Mais le boycott des institutions universitaires peut-il aider vraiment à dissiper la paranoïa israélienne ? Mes amis israéliens dissidents pensent que cela aidera à ouvrir un vrai débat public sur ce qu’Israël a fait et continue de faire aux Palestiniens. Je respecte leur jugement en la matière – tout comme j’admire le courage, la cohérence, et la position de principe d’éminentes personnalités, comme Henry Siegman, qui évoquent les valeurs religieuses juives dans leur opposition à la politique du gouvernement israélien à l’égard des Palestiniens à l’intérieur et à l’extérieur des frontières de 1948, des personnes qui apportent une alternative au monde politique tel qu’il est vu et habité par les ultra-nationalistes israéliens. La jeune génération de juifs américains, israéliens et européens qui se considèrent laïcs est elle aussi engagée dans le BDS – de même que dans d’autres mouvements qui cherchent à faire pression sur l’État israélien dans une variété de forums. (Parmi ceux-ci, et peut-être le plus important à l’intérieur d’Israël, la Liste commune qui a fait son apparition lors des dernières élections, en quête d’une justice politique pour les Palestiniens, de même que d’une justice économique pour tous. Qu’elle parvienne à impacter la politique officielle de la Knesset reste cependant à voir.)
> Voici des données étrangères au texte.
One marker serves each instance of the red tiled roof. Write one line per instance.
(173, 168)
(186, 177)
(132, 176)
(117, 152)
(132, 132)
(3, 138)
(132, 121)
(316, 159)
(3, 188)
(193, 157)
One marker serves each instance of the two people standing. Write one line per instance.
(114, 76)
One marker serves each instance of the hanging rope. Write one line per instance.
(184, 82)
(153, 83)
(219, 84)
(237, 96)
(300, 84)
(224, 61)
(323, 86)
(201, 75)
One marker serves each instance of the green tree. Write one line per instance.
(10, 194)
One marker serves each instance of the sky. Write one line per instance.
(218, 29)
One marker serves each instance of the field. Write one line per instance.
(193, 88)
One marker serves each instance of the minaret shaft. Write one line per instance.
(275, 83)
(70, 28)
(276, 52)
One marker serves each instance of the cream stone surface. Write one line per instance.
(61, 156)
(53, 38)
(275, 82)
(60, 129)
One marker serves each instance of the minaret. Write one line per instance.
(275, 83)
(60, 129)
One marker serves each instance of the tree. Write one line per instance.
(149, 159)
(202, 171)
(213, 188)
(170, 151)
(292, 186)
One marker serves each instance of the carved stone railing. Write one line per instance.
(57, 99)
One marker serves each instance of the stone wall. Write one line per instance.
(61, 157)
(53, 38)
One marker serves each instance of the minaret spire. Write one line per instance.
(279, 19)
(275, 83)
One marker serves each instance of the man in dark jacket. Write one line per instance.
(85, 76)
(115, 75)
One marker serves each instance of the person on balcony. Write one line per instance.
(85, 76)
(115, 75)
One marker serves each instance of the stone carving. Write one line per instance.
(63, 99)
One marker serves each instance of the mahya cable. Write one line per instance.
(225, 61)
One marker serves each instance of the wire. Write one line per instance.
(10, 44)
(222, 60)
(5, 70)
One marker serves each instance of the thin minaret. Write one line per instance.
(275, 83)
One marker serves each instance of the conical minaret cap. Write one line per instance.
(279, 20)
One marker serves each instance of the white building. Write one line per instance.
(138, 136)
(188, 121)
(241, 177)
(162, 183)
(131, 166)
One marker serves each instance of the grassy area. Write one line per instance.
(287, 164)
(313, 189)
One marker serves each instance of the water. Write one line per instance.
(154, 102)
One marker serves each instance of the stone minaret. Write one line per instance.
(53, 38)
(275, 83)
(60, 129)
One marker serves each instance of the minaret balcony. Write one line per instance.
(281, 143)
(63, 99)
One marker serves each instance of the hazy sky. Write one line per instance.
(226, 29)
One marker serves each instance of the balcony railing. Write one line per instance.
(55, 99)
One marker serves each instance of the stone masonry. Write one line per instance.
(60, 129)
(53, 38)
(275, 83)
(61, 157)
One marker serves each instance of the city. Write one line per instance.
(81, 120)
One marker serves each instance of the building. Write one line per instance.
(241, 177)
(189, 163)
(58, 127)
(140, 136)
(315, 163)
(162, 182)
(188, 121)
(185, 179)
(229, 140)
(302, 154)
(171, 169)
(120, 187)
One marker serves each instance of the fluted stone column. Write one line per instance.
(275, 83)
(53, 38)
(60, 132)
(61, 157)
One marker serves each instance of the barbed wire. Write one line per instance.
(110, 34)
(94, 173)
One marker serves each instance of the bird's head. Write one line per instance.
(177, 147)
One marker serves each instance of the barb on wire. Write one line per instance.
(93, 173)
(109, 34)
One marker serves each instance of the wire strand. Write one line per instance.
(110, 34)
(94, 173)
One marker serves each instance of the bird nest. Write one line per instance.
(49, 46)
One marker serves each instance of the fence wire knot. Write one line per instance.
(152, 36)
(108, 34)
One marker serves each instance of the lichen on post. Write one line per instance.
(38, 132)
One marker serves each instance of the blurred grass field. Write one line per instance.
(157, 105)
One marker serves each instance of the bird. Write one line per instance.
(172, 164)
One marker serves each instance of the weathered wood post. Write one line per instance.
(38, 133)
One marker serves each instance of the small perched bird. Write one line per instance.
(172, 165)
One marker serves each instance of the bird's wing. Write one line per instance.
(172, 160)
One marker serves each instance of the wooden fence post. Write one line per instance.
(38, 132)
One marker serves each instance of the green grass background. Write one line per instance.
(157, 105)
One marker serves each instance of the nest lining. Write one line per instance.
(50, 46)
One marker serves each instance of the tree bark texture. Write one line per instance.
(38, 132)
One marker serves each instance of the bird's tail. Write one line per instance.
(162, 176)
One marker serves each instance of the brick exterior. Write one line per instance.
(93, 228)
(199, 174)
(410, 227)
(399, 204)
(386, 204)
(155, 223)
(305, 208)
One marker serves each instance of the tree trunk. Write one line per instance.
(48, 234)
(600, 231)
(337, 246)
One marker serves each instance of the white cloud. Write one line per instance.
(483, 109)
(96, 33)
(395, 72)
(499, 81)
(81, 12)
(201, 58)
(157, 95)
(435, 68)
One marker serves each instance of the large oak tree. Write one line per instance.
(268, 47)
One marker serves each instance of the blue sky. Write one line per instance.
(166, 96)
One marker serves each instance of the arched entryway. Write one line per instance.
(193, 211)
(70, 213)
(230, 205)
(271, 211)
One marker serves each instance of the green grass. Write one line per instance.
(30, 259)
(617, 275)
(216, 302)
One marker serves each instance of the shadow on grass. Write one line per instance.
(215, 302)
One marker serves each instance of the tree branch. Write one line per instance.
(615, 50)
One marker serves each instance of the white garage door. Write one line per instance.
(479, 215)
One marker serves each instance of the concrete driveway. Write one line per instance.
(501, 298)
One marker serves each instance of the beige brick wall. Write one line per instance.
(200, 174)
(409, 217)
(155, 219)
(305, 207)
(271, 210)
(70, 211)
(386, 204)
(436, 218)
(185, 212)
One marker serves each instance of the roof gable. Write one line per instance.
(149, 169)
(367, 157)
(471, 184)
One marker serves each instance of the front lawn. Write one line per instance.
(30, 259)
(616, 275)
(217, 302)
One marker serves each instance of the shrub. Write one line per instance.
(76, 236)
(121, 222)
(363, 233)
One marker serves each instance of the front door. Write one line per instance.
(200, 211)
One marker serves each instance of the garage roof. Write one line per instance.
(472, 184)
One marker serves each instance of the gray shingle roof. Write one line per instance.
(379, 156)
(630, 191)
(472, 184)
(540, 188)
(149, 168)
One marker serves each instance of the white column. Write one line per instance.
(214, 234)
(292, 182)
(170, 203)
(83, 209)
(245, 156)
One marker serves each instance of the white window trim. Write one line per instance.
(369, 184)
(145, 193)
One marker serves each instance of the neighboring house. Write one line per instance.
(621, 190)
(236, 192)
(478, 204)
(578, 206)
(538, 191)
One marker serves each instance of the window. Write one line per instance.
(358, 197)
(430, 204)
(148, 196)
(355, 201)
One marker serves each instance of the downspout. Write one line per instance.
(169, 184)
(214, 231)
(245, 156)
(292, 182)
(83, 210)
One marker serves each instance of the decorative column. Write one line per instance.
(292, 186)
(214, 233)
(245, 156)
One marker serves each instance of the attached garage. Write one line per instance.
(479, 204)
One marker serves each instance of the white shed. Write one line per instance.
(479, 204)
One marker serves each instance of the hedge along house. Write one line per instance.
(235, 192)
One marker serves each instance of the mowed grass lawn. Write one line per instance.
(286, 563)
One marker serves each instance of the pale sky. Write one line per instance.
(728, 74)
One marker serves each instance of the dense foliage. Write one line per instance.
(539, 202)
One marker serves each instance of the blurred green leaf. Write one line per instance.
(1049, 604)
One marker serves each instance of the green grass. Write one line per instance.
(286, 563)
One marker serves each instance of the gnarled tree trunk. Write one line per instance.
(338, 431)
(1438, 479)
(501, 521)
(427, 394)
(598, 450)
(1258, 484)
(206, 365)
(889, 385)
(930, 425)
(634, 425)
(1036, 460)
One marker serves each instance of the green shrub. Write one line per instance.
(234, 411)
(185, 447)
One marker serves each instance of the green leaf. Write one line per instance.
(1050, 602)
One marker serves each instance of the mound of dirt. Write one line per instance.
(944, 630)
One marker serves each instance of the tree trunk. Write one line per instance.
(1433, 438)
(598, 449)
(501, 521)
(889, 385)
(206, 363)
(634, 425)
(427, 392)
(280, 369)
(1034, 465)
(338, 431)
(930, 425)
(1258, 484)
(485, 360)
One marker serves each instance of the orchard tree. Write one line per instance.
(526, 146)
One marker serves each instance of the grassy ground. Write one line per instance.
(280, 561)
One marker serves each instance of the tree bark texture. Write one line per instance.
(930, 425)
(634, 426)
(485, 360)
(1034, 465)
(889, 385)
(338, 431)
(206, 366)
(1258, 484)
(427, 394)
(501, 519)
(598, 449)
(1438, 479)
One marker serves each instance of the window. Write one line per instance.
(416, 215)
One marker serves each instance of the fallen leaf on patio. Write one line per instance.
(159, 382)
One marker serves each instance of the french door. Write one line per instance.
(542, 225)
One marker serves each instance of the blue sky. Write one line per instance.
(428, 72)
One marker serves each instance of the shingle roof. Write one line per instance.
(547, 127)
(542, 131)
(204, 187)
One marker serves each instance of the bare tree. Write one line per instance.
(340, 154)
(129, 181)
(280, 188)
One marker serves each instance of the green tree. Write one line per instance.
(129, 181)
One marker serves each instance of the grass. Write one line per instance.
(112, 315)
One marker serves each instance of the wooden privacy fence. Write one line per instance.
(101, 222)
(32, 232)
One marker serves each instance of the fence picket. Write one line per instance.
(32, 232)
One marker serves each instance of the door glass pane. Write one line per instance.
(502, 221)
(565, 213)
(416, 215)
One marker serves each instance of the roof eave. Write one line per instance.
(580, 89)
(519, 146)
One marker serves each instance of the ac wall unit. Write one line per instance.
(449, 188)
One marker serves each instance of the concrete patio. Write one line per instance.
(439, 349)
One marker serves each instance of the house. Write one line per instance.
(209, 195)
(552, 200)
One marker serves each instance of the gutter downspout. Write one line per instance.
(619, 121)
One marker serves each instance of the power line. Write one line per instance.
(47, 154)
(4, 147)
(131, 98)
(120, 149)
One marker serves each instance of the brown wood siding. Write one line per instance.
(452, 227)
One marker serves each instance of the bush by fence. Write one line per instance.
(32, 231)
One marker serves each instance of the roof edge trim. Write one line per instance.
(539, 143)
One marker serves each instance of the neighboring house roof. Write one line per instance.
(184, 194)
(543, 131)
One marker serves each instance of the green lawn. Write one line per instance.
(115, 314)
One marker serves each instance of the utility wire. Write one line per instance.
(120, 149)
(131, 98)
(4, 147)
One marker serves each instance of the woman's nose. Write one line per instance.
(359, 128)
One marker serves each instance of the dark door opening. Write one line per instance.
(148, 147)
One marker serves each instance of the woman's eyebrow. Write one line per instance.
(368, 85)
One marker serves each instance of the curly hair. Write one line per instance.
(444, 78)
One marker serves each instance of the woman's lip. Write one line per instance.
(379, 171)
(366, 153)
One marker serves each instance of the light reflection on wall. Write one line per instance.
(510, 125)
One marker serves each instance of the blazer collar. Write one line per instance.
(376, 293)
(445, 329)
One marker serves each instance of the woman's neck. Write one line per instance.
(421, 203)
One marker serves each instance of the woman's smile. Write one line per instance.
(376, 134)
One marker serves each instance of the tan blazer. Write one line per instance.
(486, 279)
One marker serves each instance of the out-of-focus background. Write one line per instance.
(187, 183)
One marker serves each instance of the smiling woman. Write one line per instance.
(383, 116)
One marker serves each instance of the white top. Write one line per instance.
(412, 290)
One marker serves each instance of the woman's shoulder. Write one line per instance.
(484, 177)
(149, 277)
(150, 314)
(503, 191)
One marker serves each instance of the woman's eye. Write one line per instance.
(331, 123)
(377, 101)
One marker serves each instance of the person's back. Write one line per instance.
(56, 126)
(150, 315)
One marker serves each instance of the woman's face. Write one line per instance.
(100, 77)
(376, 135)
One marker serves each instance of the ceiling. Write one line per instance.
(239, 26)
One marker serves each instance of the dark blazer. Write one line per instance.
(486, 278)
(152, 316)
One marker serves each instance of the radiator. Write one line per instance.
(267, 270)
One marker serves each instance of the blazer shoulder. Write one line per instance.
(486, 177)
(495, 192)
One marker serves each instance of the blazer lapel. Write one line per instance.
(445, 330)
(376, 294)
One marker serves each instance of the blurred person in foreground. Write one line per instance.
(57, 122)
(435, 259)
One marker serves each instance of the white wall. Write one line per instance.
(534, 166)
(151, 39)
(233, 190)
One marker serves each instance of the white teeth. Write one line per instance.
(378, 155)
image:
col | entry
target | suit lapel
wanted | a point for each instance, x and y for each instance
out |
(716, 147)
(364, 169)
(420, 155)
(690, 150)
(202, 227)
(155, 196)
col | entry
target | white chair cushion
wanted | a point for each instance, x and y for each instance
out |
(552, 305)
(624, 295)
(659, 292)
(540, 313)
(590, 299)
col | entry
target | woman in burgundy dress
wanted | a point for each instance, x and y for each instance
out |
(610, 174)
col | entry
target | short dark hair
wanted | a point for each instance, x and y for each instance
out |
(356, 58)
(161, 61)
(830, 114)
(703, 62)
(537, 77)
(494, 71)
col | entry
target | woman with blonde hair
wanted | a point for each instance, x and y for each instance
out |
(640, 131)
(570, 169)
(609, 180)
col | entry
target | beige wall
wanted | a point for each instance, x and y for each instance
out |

Oui, les boycotts atteignent souvent des personnes innocentes – tout comme les boycotts l’ont fait dans les mouvements pour les droits civiques dans le sud des États-Unis, ou dans le mouvement anti-apartheid en Afrique du Sud. Mais ces « dommages collatéraux » n’équivalent aucunement à tuer des gens ou à en faire des sans-abri. Il est impossible d’affirmer avec certitude que le BDS (et si c’est le cas, dans quelle mesure) atteindra finalement ses objectifs déclarés, car les actions politiques ont des conséquences qui ne peuvent pas se mesurer pleinement. En fin de compte, beaucoup dépendra de la capacité à conduire les Israéliens, par une combinaison de persuasion morale et de pression politico-économique, dans le sens d’un ordre plus juste qui inclue les Palestiniens. Dans une telle tentative, le rôle des juifs israéliens dissidents sera crucial, mais les institutions et les individus à l’extérieur d’Israël peuvent les soutenir. Le boycott des institutions universitaires israéliennes qui aident à perpétuer l’injustice de l’État israélien est comparable, à certains égards, aux grèves industrielles qui ont aidé à améliorer la vie de la classe ouvrière et, à d’autres égards, à la désobéissance civile qui a aidé à étendre les droits civils – souvent calomniée, quelquefois vaine, mais toujours moyen essentiel pour tenter d’atteindre la justice dans des circonstances difficiles.